Tag: Astorino (Lou)

  • Three PNC Plaza

    Three PNC Plaza
    Fujifilm FinePix HS10.

    The Market Street end of Three PNC Plaza, which opened in 2009. It is tied with Three Gateway Center as our twentieth-tallest building, and it was the tallest thing built in Pittsburgh in the long skyscraper drought between the 1980s boom and the current crop of skyscrapers. The architects were Gensler and Lou Astorino.

  • Three PNC Plaza

    Designed by Lou Astorino, this is our twentieth-tallest skyscraper (tied with Three Gateway Center), which is not a remarkable record.

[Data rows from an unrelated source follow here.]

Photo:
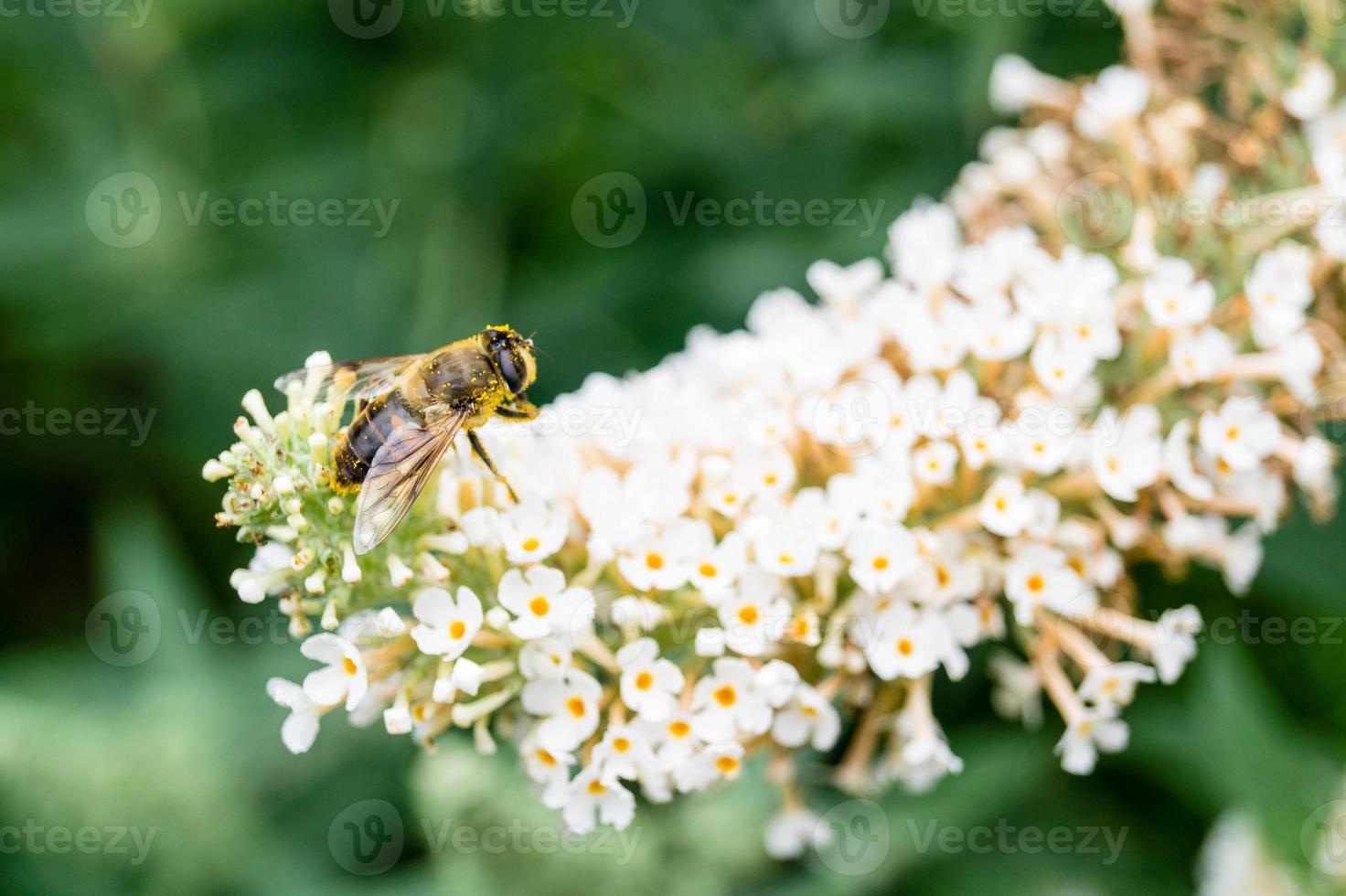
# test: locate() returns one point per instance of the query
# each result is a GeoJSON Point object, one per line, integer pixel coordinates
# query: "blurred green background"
{"type": "Point", "coordinates": [484, 128]}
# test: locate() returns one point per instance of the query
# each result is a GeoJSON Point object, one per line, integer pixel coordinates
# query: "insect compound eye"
{"type": "Point", "coordinates": [510, 370]}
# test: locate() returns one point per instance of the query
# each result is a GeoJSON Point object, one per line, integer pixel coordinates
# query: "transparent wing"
{"type": "Point", "coordinates": [356, 379]}
{"type": "Point", "coordinates": [397, 475]}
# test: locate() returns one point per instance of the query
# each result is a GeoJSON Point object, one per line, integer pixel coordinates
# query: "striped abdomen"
{"type": "Point", "coordinates": [362, 439]}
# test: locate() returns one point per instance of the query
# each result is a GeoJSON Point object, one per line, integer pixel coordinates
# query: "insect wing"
{"type": "Point", "coordinates": [397, 475]}
{"type": "Point", "coordinates": [353, 379]}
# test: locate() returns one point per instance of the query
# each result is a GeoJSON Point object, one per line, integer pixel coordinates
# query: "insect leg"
{"type": "Point", "coordinates": [479, 450]}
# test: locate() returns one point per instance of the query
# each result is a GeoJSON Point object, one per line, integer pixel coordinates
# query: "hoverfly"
{"type": "Point", "coordinates": [410, 410]}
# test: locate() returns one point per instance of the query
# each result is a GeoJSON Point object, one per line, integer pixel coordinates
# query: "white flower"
{"type": "Point", "coordinates": [1174, 297]}
{"type": "Point", "coordinates": [1015, 85]}
{"type": "Point", "coordinates": [727, 701]}
{"type": "Point", "coordinates": [541, 603]}
{"type": "Point", "coordinates": [1178, 467]}
{"type": "Point", "coordinates": [935, 462]}
{"type": "Point", "coordinates": [1124, 451]}
{"type": "Point", "coordinates": [1038, 576]}
{"type": "Point", "coordinates": [786, 547]}
{"type": "Point", "coordinates": [544, 658]}
{"type": "Point", "coordinates": [793, 832]}
{"type": "Point", "coordinates": [1116, 96]}
{"type": "Point", "coordinates": [1091, 732]}
{"type": "Point", "coordinates": [1309, 96]}
{"type": "Point", "coordinates": [532, 533]}
{"type": "Point", "coordinates": [447, 624]}
{"type": "Point", "coordinates": [715, 568]}
{"type": "Point", "coordinates": [1018, 690]}
{"type": "Point", "coordinates": [625, 752]}
{"type": "Point", "coordinates": [342, 679]}
{"type": "Point", "coordinates": [1115, 684]}
{"type": "Point", "coordinates": [593, 799]}
{"type": "Point", "coordinates": [715, 763]}
{"type": "Point", "coordinates": [844, 285]}
{"type": "Point", "coordinates": [807, 719]}
{"type": "Point", "coordinates": [881, 556]}
{"type": "Point", "coordinates": [300, 728]}
{"type": "Point", "coordinates": [1061, 365]}
{"type": "Point", "coordinates": [1197, 357]}
{"type": "Point", "coordinates": [755, 616]}
{"type": "Point", "coordinates": [1174, 642]}
{"type": "Point", "coordinates": [459, 676]}
{"type": "Point", "coordinates": [548, 767]}
{"type": "Point", "coordinates": [1004, 508]}
{"type": "Point", "coordinates": [649, 685]}
{"type": "Point", "coordinates": [901, 642]}
{"type": "Point", "coordinates": [1240, 433]}
{"type": "Point", "coordinates": [657, 561]}
{"type": "Point", "coordinates": [568, 707]}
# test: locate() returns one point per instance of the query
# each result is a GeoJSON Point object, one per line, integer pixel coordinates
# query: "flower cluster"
{"type": "Point", "coordinates": [813, 518]}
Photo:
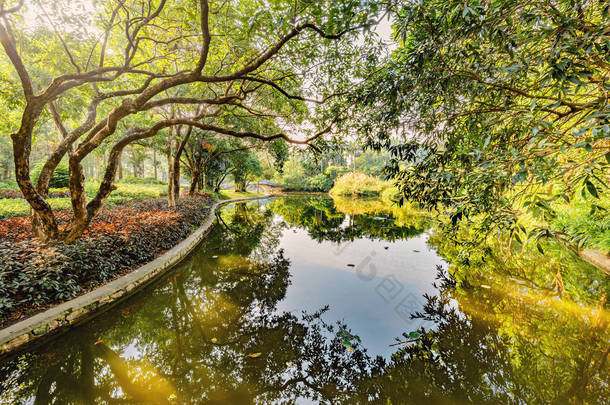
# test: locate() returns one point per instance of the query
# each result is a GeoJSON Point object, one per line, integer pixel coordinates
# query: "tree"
{"type": "Point", "coordinates": [246, 167]}
{"type": "Point", "coordinates": [501, 107]}
{"type": "Point", "coordinates": [147, 49]}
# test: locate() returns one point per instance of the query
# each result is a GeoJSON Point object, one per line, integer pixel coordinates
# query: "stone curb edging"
{"type": "Point", "coordinates": [597, 258]}
{"type": "Point", "coordinates": [82, 308]}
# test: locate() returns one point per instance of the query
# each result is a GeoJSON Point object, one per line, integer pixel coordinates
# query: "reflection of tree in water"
{"type": "Point", "coordinates": [324, 221]}
{"type": "Point", "coordinates": [188, 340]}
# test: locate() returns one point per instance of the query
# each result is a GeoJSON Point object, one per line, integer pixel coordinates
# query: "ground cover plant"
{"type": "Point", "coordinates": [34, 276]}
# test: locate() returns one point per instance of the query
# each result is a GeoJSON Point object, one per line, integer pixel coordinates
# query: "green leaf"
{"type": "Point", "coordinates": [591, 188]}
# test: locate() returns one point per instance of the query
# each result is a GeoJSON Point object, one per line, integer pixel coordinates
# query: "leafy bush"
{"type": "Point", "coordinates": [586, 222]}
{"type": "Point", "coordinates": [295, 178]}
{"type": "Point", "coordinates": [138, 180]}
{"type": "Point", "coordinates": [358, 184]}
{"type": "Point", "coordinates": [59, 179]}
{"type": "Point", "coordinates": [33, 275]}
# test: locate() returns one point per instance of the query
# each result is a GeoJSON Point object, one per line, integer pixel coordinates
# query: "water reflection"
{"type": "Point", "coordinates": [217, 330]}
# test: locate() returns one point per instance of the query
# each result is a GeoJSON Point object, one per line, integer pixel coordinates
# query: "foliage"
{"type": "Point", "coordinates": [358, 184]}
{"type": "Point", "coordinates": [95, 83]}
{"type": "Point", "coordinates": [59, 179]}
{"type": "Point", "coordinates": [503, 106]}
{"type": "Point", "coordinates": [141, 180]}
{"type": "Point", "coordinates": [586, 221]}
{"type": "Point", "coordinates": [33, 275]}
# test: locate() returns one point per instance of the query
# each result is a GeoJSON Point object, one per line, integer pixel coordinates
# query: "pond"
{"type": "Point", "coordinates": [306, 299]}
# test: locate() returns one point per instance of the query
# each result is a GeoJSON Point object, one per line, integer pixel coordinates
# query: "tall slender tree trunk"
{"type": "Point", "coordinates": [195, 182]}
{"type": "Point", "coordinates": [171, 197]}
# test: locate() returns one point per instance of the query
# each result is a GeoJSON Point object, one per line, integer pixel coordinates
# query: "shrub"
{"type": "Point", "coordinates": [60, 198]}
{"type": "Point", "coordinates": [59, 179]}
{"type": "Point", "coordinates": [358, 184]}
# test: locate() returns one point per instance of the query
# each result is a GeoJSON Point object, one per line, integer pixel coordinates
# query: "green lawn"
{"type": "Point", "coordinates": [17, 207]}
{"type": "Point", "coordinates": [229, 194]}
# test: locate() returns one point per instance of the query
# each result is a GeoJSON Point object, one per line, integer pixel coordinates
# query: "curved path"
{"type": "Point", "coordinates": [82, 308]}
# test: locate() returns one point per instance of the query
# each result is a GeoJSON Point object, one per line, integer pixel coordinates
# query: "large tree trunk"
{"type": "Point", "coordinates": [195, 182]}
{"type": "Point", "coordinates": [155, 163]}
{"type": "Point", "coordinates": [171, 197]}
{"type": "Point", "coordinates": [120, 170]}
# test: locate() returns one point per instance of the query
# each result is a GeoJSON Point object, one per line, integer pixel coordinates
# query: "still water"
{"type": "Point", "coordinates": [305, 299]}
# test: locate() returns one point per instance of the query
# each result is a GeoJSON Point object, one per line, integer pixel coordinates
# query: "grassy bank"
{"type": "Point", "coordinates": [355, 184]}
{"type": "Point", "coordinates": [60, 200]}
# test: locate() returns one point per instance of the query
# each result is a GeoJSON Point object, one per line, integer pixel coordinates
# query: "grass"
{"type": "Point", "coordinates": [359, 184]}
{"type": "Point", "coordinates": [18, 207]}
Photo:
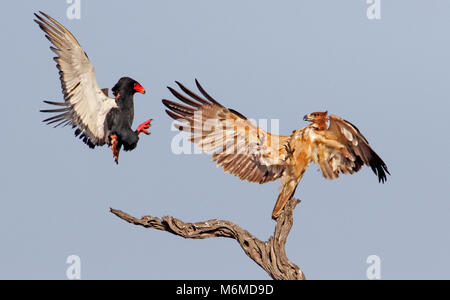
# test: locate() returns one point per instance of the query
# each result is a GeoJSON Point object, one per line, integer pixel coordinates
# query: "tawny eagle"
{"type": "Point", "coordinates": [253, 154]}
{"type": "Point", "coordinates": [97, 118]}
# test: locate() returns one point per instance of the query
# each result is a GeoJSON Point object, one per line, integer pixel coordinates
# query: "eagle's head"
{"type": "Point", "coordinates": [127, 86]}
{"type": "Point", "coordinates": [318, 119]}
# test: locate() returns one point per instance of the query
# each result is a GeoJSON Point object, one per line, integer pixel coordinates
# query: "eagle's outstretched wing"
{"type": "Point", "coordinates": [241, 148]}
{"type": "Point", "coordinates": [349, 154]}
{"type": "Point", "coordinates": [86, 105]}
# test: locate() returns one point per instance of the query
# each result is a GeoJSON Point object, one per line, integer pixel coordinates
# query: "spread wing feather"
{"type": "Point", "coordinates": [239, 146]}
{"type": "Point", "coordinates": [346, 150]}
{"type": "Point", "coordinates": [86, 105]}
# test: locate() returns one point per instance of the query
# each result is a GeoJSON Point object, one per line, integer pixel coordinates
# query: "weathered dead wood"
{"type": "Point", "coordinates": [270, 255]}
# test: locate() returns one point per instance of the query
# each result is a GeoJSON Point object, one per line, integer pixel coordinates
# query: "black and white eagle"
{"type": "Point", "coordinates": [97, 118]}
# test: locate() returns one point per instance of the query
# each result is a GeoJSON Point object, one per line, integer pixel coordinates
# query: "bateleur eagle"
{"type": "Point", "coordinates": [245, 150]}
{"type": "Point", "coordinates": [97, 118]}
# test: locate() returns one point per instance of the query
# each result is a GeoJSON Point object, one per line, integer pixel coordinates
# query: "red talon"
{"type": "Point", "coordinates": [143, 127]}
{"type": "Point", "coordinates": [114, 143]}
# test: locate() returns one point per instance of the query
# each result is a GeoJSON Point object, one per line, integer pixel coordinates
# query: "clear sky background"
{"type": "Point", "coordinates": [266, 59]}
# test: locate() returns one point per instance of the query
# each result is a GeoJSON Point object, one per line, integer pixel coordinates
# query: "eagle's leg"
{"type": "Point", "coordinates": [114, 147]}
{"type": "Point", "coordinates": [143, 127]}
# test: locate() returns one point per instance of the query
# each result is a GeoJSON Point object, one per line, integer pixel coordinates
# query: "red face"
{"type": "Point", "coordinates": [314, 116]}
{"type": "Point", "coordinates": [138, 88]}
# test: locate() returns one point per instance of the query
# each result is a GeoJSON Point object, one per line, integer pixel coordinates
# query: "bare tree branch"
{"type": "Point", "coordinates": [270, 255]}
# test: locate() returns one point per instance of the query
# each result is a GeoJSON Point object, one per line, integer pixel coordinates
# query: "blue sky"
{"type": "Point", "coordinates": [266, 59]}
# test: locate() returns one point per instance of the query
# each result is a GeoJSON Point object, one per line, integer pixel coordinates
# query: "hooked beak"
{"type": "Point", "coordinates": [307, 118]}
{"type": "Point", "coordinates": [139, 88]}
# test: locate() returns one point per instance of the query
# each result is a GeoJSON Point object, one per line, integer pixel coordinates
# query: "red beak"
{"type": "Point", "coordinates": [138, 88]}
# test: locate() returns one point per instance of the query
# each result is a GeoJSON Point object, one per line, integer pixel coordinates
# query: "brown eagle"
{"type": "Point", "coordinates": [245, 150]}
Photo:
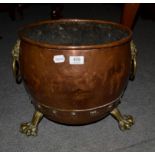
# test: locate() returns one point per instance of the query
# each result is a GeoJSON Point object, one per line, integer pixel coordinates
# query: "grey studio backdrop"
{"type": "Point", "coordinates": [104, 135]}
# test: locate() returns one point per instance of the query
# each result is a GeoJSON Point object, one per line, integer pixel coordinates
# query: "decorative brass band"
{"type": "Point", "coordinates": [133, 60]}
{"type": "Point", "coordinates": [15, 63]}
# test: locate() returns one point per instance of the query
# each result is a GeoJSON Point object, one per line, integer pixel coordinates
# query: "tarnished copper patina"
{"type": "Point", "coordinates": [79, 78]}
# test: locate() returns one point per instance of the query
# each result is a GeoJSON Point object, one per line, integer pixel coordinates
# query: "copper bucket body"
{"type": "Point", "coordinates": [78, 92]}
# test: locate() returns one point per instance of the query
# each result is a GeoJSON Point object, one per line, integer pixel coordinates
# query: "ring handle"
{"type": "Point", "coordinates": [15, 63]}
{"type": "Point", "coordinates": [133, 61]}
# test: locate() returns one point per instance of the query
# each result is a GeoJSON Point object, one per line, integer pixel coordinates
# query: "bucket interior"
{"type": "Point", "coordinates": [75, 33]}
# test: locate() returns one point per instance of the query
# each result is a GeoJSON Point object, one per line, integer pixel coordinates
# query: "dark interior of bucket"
{"type": "Point", "coordinates": [75, 33]}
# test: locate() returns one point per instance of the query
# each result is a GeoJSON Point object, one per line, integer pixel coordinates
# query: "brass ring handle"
{"type": "Point", "coordinates": [15, 63]}
{"type": "Point", "coordinates": [133, 60]}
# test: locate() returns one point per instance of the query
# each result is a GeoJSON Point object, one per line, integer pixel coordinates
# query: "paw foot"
{"type": "Point", "coordinates": [29, 129]}
{"type": "Point", "coordinates": [126, 122]}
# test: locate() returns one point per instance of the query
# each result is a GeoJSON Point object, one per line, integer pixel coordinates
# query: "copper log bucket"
{"type": "Point", "coordinates": [75, 70]}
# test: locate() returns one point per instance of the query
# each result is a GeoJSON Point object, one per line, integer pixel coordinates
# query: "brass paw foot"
{"type": "Point", "coordinates": [31, 128]}
{"type": "Point", "coordinates": [124, 121]}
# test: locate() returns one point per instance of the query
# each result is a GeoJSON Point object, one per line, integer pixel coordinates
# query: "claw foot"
{"type": "Point", "coordinates": [29, 129]}
{"type": "Point", "coordinates": [126, 122]}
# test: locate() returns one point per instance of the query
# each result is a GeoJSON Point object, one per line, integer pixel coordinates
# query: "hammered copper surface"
{"type": "Point", "coordinates": [75, 94]}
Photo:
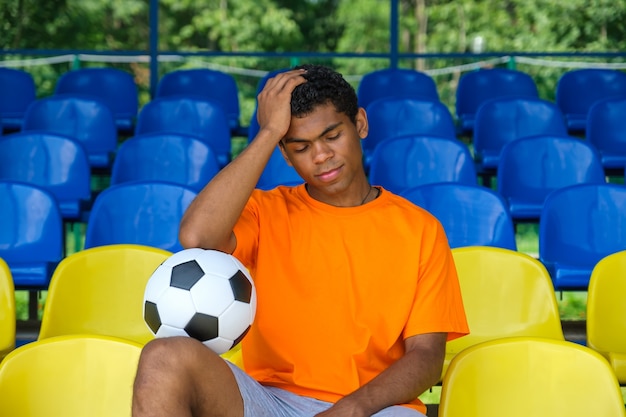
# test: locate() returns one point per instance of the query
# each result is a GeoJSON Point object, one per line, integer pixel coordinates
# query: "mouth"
{"type": "Point", "coordinates": [329, 175]}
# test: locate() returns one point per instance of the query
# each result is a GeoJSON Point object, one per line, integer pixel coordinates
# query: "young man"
{"type": "Point", "coordinates": [357, 289]}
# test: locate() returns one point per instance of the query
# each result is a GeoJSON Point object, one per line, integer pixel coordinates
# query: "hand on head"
{"type": "Point", "coordinates": [274, 102]}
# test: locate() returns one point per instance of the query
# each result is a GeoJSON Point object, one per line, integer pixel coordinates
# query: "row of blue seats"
{"type": "Point", "coordinates": [578, 224]}
{"type": "Point", "coordinates": [529, 168]}
{"type": "Point", "coordinates": [576, 90]}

It was, however, the tallest building that went up in Pittsburgh during the long pause between the 1980s boom and the current boom that began with the construction of the Tower at PNC Plaza. The somewhat taller building to the right is One PNC Plaza, built in 1972 to a design by Welton Becket Associates.

  • PNC Firstside Center

    PNC Firstside Center

    Lou Astorino’s firm designed this building with an unusual sensitivity to context. Father Pitt will point out two obvious details. First and more obvious is the curve along the river face of the building: it echoes the curves of the adjacent Parkway ramps. Next, note how the materials and the shapes harmonize with the Try Street Terminal in the rear—so much so that, at first glance, you might suppose that the Try Street Terminal was part of the same complex.

  • Back Slopes of Mount Washington

    Trimont and back slopes

    Long views with a long lens remind us of what an absurd place this is to build a city. Above, the Trimont looms over houses and small apartment buildings that it makes look tiny; below, uncommon views of St. Mary of the Mount Church.